Perekonomian dunia yang mulai menggeliat, lanjut Darmin, diproyeksikan akan turut mengerek volume perdagangan. Dalam konteks ini, negara yang paling diuntungkan di antara negara berkembang yakni negara yang lebih berorientasi ekspor.

“Kita [Indonesia] bukan termasuk negara itu. Oleh karena itu, pemerintah dari awal tahun sudah sudah memasang pilar-pilar kebijakan [mendukung industrialisasi],” imbuhnya.

Selain meneruskan pembangunan infrastruktur dengan beberapa catatan adanya perang dagang, pemerintah juga memberikan bantuan sosial yang cukup besar. Penekanan kebijakan lainnya yakni investasi dan ekspor.

Oleh karena itulah, pemerintah terus mempermudah prosedur investasi. Salah satu kebijakan yang sudah dilakukan baru-baru ini yakni pembentukan online single submission (OSS). Program ini untuk mempermudah investasi masuk, baik domestik maupun asing.

Pemerintah melalui Menteri Keuangan, lanjut Darmin, juga telah merumuskan berbagai insentif perpajakan. Insentif ini seperti tax holiday, mini tax holiday, tax allowance, pemangkasan pajak penghasilan (PPh) final UMKM, dan rencana skema super deduction tax.

“Ini semua mulai mengisi industri-industri yang kita sangat perlu tapi kita tidak punya. Insentif fiskal dan kemudahan perizinan itu terutama ditujukan untuk mengisi yang kosong, selain mempercepat pertumbuhan ekonomi,” jelas Mantan Dirjen Pajak ini.

Kendati demikian, pihaknya mengakui memang ada risiko dari perang dagang Amerika Serikat, China, maupun Eropa. Selain itu, ada normalisasi kebijakan moneter di negara maju, teruma di Amerika Serikat.

Beberapa peristiwa tersebut, pada gilirannya memunculkan dinamika baru dalam perekonomian global. Hal tersebut, menurut mantan Gubernur Bank Indonesia (BI) ini, mengakibatkan adanya arus modal yang bergerak ke luar dari emerging country.

Kondisi ini pada gilirannya menekan neraca pembayaran Indonesia. Terlebih, sesuai data BI, neraca transaksi berjalan Indonesia pada kuartal II/2018 tercatat defisit 3% dari produk domestik bruto (PDB). Selain itu, neraca perdagangan nonmigas mulai tercatat negatif.

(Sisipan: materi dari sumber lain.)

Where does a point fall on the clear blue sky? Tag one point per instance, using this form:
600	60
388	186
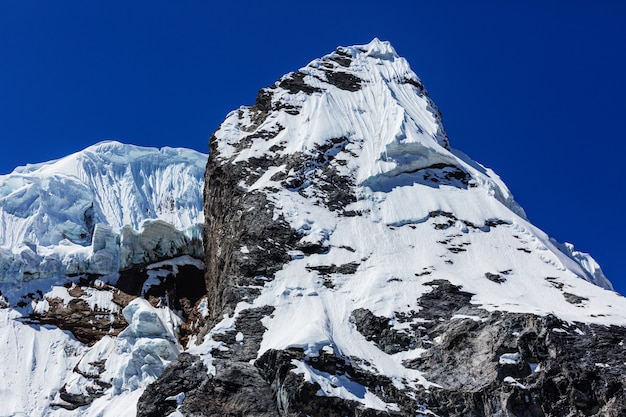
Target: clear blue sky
537	92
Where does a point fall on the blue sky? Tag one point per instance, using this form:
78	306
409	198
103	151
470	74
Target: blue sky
535	91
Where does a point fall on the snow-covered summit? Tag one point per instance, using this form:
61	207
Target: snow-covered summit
110	182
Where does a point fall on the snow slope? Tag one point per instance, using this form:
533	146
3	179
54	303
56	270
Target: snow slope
414	211
69	216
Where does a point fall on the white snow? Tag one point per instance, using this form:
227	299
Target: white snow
393	131
144	204
106	207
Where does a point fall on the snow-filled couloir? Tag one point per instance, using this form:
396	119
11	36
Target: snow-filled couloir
347	242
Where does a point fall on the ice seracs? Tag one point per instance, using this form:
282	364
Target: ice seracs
99	210
341	220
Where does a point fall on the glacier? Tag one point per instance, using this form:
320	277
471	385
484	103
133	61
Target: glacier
346	246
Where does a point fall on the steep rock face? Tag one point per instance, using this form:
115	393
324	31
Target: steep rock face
358	265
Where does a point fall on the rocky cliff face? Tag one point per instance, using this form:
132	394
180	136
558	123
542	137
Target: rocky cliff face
357	265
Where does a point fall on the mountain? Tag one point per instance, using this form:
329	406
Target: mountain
55	217
358	265
344	259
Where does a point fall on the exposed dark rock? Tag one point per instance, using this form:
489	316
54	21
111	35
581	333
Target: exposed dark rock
295	83
344	80
378	330
497	278
573	298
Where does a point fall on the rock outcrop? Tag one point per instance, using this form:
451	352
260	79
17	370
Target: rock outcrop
357	266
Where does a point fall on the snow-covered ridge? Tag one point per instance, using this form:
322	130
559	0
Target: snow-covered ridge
367	99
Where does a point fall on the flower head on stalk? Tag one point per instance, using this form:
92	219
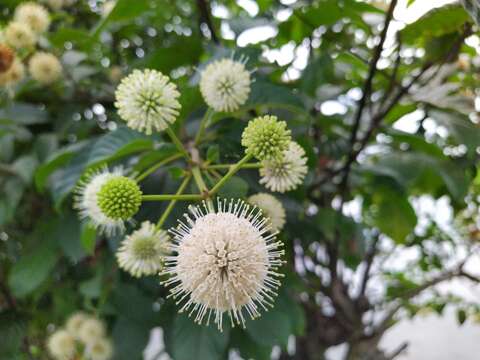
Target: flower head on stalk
108	199
226	262
147	100
143	252
225	84
288	172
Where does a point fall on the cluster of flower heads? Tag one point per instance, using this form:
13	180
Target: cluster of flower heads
221	259
83	337
18	42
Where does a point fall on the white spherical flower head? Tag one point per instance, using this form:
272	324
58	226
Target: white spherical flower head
272	208
33	15
143	252
227	261
55	4
75	321
108	199
45	67
61	345
287	173
101	349
147	101
91	330
19	35
13	75
225	85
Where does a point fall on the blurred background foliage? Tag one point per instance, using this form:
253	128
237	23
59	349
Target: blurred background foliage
389	123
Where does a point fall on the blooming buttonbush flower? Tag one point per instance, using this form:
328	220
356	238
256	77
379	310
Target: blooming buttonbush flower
147	101
143	252
266	138
225	85
84	337
226	262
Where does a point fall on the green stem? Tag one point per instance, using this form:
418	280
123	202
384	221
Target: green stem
157	165
228	166
197	176
203	125
178	143
172	203
230	173
202	187
185	197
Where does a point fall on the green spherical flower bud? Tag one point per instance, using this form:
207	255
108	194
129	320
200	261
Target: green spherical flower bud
145	248
266	138
120	198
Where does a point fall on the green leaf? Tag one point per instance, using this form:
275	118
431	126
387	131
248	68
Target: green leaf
317	73
213	154
112	146
473	8
88	238
68	235
125	10
11	194
461	316
24	114
192	341
56	160
25	167
437	22
134	305
187	51
117	144
268	94
130	339
393	214
460	128
273	327
12	329
425	173
32	269
248	348
235	187
92	288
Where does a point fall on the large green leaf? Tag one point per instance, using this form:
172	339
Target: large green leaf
422	172
437	22
191	341
111	146
33	268
24	114
130	339
460	128
393	214
473	8
265	93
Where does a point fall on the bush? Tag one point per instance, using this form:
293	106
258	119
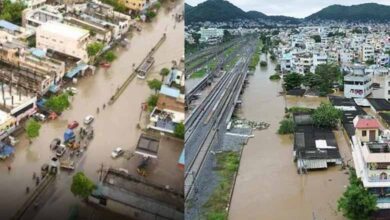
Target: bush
297	109
58	103
287	126
179	130
110	56
357	202
326	116
32	128
275	77
82	186
152	102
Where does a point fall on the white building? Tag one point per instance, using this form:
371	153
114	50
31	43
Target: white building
32	3
319	59
206	34
357	83
368	52
371	157
387	88
33	18
63	38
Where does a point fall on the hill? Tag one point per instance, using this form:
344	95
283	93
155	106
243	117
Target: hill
363	12
214	10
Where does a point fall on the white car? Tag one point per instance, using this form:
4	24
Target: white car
72	90
117	152
39	117
89	119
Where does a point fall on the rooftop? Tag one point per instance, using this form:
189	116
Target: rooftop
64	30
367	123
9	26
168	91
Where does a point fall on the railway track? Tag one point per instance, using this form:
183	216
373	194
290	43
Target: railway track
217	106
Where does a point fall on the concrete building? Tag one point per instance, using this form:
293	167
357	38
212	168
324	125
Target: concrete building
208	34
63	38
368	52
10	32
7	124
371	159
387	88
169	110
32	3
28	69
357	83
33	18
137	198
138	5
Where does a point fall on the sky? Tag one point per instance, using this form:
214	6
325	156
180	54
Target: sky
293	8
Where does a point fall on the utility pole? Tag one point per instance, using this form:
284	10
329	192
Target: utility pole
100	171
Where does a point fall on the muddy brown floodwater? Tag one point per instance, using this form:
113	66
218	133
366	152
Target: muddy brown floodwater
115	126
268	186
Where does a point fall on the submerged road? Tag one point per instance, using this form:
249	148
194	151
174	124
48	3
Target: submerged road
114	127
207	123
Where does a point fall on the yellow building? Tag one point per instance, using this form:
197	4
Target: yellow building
136	5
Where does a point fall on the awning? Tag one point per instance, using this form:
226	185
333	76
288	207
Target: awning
181	158
54	88
6	150
73	72
41	103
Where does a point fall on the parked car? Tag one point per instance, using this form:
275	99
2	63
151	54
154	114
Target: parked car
117	152
71	90
55	143
73	125
89	119
39	117
60	150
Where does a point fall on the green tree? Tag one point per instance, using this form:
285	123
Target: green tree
286	126
12	11
179	130
370	62
311	80
196	37
227	36
328	74
164	72
155	85
118	5
58	103
263	63
94	48
316	38
32	128
110	56
292	81
152	102
150	14
356	203
82	186
326	116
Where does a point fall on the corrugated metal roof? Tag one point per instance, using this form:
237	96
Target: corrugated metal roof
168	91
8	25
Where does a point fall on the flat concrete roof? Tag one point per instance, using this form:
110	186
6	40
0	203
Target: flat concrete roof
64	30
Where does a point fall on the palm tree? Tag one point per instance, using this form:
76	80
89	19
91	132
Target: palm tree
164	72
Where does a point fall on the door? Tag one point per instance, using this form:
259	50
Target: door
372	136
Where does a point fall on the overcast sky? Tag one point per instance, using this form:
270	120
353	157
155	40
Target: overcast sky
294	8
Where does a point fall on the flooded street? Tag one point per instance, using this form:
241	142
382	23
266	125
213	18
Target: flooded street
267	185
116	126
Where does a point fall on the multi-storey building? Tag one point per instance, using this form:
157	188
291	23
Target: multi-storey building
371	156
63	38
358	82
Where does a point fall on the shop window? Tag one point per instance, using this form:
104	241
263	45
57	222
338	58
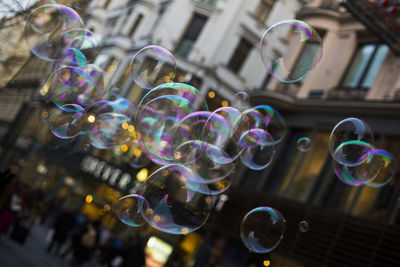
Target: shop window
302	170
191	34
306	58
263	10
364	66
239	56
136	24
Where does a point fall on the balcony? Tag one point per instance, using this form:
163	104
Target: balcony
212	3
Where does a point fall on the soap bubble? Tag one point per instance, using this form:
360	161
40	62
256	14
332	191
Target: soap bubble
222	132
304	226
152	66
262	229
174	203
68	121
49	31
241	101
378	168
304	144
70	84
350	129
109	130
302	36
268	119
127	209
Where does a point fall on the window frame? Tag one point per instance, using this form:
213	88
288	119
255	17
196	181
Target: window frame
230	63
349	66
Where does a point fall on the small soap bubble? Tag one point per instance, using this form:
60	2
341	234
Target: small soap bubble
304	144
262	229
304	226
127	209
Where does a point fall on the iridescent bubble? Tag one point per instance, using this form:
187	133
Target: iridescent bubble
49	31
258	157
301	35
262	229
68	121
351	153
70	85
36	3
304	226
127	209
350	129
241	101
73	56
101	80
109	130
268	119
152	66
207	171
304	144
378	168
222	133
173	202
163	123
137	159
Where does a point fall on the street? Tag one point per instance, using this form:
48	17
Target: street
31	254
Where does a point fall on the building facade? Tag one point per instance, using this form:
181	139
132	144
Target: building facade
215	44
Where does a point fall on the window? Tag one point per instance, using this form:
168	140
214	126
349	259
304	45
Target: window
240	55
364	66
263	9
107	3
191	34
136	24
306	60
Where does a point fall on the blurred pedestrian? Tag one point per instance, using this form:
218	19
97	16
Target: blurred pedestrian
133	255
63	224
13	203
88	244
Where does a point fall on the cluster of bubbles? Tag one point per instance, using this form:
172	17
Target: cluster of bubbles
357	162
172	126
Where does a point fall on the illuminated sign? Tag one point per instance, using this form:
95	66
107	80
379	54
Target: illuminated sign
113	176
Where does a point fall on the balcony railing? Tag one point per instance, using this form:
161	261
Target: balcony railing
330	4
212	3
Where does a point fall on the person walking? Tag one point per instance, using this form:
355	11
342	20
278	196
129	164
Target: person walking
63	224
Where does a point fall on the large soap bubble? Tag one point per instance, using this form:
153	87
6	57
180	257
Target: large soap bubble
109	130
68	121
262	229
153	65
127	209
175	204
49	31
303	37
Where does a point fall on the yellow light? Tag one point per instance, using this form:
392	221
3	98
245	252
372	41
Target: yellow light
91	118
124	148
137	152
89	199
142	175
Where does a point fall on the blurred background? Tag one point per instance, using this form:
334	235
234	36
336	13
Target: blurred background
216	47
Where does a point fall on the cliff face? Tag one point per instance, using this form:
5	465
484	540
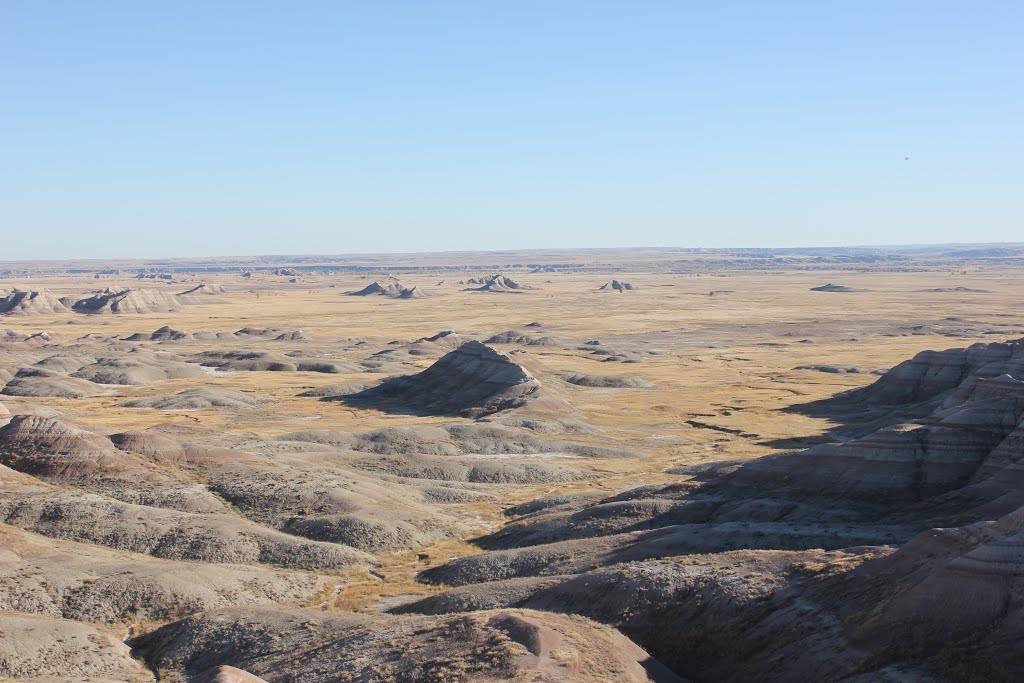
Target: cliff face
30	303
127	301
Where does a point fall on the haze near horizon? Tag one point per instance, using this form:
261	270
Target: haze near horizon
182	129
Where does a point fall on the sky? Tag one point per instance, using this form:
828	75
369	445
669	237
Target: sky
195	128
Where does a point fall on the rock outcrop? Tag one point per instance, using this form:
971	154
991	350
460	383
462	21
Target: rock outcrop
19	302
474	380
127	302
616	286
498	284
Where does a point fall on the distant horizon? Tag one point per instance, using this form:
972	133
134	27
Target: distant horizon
341	127
523	251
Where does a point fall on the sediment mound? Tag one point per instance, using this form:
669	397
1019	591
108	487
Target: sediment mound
40	382
127	302
202	399
473	380
137	369
444	340
204	290
376	289
53	649
835	288
513	337
267	361
615	286
56	578
498	284
412	293
607	381
226	675
168	333
313	646
20	302
721	575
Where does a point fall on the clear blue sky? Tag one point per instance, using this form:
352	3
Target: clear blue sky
187	127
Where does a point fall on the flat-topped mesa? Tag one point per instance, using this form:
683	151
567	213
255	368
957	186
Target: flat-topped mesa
474	380
127	301
19	302
930	375
499	283
204	290
970	409
51	449
615	286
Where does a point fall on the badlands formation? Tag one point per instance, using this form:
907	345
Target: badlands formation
241	470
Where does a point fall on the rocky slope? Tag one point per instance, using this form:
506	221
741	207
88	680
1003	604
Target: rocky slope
474	380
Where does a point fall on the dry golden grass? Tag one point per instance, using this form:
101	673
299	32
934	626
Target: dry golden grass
725	360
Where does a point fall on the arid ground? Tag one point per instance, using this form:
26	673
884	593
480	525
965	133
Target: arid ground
655	482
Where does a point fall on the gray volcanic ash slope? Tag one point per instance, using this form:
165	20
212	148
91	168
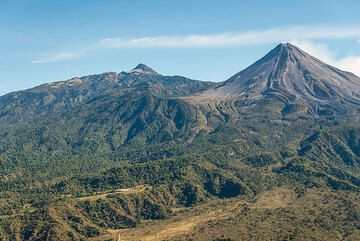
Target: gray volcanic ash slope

Berbagai kebijakan akan ditempuh untuk menjaga neraca transaksi berjalan. Salah satunya, menurut Darmin, dengan kewajiban pencampuran biodiesel dalam BBM (B-20) dan berlaku mulai 1 September 2018.

Perpres yang berlaku baik untuk BBM subsidi maupun nonsubsidi ini diperkirakan akan berdampak pada penghematan senilai US$2 miliar pada tahun ini dan US$4 miliar pada tahun depan.

Selanjutnya, salah satu pilar kebijakan yang dilakukan untuk mendorong proses transisi perekonomian, menurut Darmin, yakni kebijakan pendidikan dan pelatihan vokasi. Hal ini dinilai krusial mengingat semakin ketatnya persaingan sumber daya manusia (SDM).

Tidak mengherankan jika kebijakan fiskal dan APBN 2019 dirancang dengan tema “APBN untuk Mendukung Investasi dan Daya Saing melalui Pembangunan Sumber Daya Manusia”.  (kaw).